Using It or Losing It? The Case for Data Scientists Inside Health Care

Article · May 4, 2017

As much as 30% of the entire world’s stored data is generated in the health care industry. A single patient typically generates close to 80 megabytes each year in imaging and electronic medical record (EMR) data. This trove of data has obvious clinical, financial, and operational value for the health care industry, and the new value pathways that such data could enable have been estimated by McKinsey to be worth more than $300 billion annually in reduced costs alone.

However, we believe that the health care industry does not currently appreciate the inherent value of these data, which can only be fully harnessed through better data analytics. Furthermore, we maintain that if appropriate investments in data science are not made in-house, then hospitals and health systems will run the risk of becoming reliant on outsiders to analyze the data that ultimately will be used to inform decisions and drive innovation. In order to be successful, therefore, health care organizations will need to capture the value of their data by investing in data analytics and establishing this skill as a core competency.

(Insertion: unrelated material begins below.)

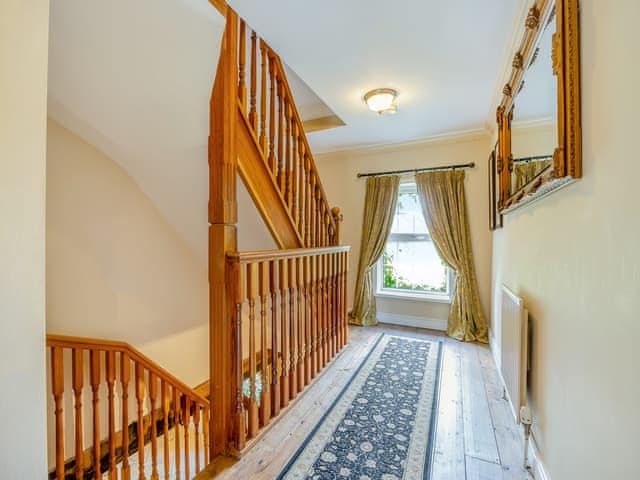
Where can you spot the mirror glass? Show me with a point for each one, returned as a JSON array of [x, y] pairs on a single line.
[[534, 128]]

The Crucial Value of Data — and Data Analytics

The value of big data in health care is realized only when this raw information is converted into knowledge that changes practice. That value arises through, for example, better and faster identification of shortfalls in adherence, compliance, and evidence-based care; more comprehensive sharing of data and insights inside a hospital and with health insurance partners and community stakeholders; and more customized partnering with individual patients to drive understanding of chronic conditions, enhance adherence and compliance, boost self-care, and avoid more costly treatments at more costly sites of care within a hospital’s overall population base.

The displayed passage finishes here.